第278話 俺は(男)友達を元気づけたい

 ちょうど食事を終えた頃、真理亜さんが部屋にやってきた。あまりのタイミングの良さに、この部屋に監視カメラでもつけられているのかと思ったが、渡し忘れたものがあったということらしい。

「こちらが施設の利用カードでございます。こちらを読み込んでもらえれば、中に入れる仕組みとなっております」

 まさに図ったかのようなタイミングだ。これから行こうと思っていたのだから。

 俺は真理亜さんにお礼を言うと、運動しやすい服装に着替えてから、千鶴と共に部屋を出た。

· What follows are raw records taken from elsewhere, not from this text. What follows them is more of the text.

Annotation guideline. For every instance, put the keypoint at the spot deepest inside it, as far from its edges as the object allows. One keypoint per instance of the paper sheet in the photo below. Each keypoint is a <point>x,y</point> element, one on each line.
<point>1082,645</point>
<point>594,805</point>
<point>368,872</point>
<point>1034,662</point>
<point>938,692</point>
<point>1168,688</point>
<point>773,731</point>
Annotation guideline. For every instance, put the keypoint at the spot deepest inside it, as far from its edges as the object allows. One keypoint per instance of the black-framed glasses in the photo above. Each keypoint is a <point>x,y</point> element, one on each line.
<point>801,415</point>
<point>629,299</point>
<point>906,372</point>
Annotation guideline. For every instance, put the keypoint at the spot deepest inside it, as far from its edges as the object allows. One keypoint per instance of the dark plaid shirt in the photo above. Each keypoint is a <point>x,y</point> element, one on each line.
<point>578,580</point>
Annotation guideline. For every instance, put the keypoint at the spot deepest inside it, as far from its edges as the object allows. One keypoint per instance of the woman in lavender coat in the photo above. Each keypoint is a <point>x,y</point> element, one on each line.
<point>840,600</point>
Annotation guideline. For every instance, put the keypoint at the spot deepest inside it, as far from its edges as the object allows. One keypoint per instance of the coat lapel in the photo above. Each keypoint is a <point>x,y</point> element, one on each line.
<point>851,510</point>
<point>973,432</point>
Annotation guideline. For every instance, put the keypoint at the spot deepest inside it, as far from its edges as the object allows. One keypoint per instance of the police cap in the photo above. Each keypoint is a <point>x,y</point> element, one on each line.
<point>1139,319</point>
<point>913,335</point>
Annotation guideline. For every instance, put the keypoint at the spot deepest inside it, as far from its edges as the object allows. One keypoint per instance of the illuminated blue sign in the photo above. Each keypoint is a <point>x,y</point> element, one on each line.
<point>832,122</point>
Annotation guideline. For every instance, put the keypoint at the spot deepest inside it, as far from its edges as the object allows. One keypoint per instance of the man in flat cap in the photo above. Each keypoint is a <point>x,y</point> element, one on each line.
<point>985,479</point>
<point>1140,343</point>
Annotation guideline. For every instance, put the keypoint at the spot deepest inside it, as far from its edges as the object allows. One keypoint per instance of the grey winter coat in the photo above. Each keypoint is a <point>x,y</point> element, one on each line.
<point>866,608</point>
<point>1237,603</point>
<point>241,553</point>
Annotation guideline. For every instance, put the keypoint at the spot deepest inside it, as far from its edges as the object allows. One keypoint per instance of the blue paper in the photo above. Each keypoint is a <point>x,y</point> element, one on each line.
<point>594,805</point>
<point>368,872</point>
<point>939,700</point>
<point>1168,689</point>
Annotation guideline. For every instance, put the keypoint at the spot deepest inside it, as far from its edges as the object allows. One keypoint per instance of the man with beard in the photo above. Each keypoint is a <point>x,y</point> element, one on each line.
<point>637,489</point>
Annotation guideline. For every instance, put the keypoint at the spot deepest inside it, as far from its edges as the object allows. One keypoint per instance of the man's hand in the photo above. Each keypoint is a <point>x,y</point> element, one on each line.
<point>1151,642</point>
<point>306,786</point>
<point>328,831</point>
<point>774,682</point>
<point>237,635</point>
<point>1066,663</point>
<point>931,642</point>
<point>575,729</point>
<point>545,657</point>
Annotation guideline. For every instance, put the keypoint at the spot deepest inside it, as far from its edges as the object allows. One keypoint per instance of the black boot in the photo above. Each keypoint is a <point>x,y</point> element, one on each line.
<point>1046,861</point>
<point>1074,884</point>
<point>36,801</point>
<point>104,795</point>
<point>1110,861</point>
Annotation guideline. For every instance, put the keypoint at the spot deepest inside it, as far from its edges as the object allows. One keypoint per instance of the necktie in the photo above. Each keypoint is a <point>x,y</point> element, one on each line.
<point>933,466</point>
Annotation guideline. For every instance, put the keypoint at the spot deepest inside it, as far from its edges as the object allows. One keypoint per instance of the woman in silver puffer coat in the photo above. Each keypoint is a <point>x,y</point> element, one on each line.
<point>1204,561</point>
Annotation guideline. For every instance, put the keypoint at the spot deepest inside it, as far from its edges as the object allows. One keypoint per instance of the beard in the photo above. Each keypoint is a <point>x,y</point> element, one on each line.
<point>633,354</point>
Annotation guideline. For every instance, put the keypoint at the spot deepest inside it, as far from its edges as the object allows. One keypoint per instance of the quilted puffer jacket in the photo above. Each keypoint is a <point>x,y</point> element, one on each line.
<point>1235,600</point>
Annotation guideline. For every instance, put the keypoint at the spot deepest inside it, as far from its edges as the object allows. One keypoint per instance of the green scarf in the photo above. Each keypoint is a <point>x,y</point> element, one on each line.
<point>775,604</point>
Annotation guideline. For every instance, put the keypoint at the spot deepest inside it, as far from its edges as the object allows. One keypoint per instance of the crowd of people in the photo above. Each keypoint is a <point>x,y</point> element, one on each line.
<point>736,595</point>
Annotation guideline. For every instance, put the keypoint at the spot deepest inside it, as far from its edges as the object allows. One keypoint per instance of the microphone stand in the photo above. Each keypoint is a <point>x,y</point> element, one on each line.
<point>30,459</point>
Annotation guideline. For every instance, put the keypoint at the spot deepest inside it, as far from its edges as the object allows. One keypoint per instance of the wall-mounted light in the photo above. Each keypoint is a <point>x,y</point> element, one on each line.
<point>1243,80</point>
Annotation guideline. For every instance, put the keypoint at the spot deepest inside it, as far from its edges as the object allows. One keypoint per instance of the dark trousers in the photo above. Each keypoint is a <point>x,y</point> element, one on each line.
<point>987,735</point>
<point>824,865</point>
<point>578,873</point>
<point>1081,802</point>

 どうやら真理亜さんは、ネズミの間のみんなにも伝えることがあったらしく、ちょうど部屋から出てきたところでばったりと会う。

 服装から俺たちが早速施設に行くことを察したのか、彼女は「いい汗を流してきてくださいね」と言って微笑んでくれた。いい女将さんだな。



 本館から渡り廊下で繋がった別館にある施設。入ってみると、トレーニング施設とスポーツ施設に別れており、俺たちはスポーツ施設の方へと進んだ。

「よし、じゃあ何からやるかな」

 靴を借りて準備万端、あとは何をするかを決めるだけになった。見たところ、バドミントンやミニサッカー、ボルダリングからアーチェリーまで色々なスポーツが楽しめるらしい。

 ちなみにトレーニング施設の方は、ダンベルだとかランニングマシンとか、ジムみたいな感じなんだとか。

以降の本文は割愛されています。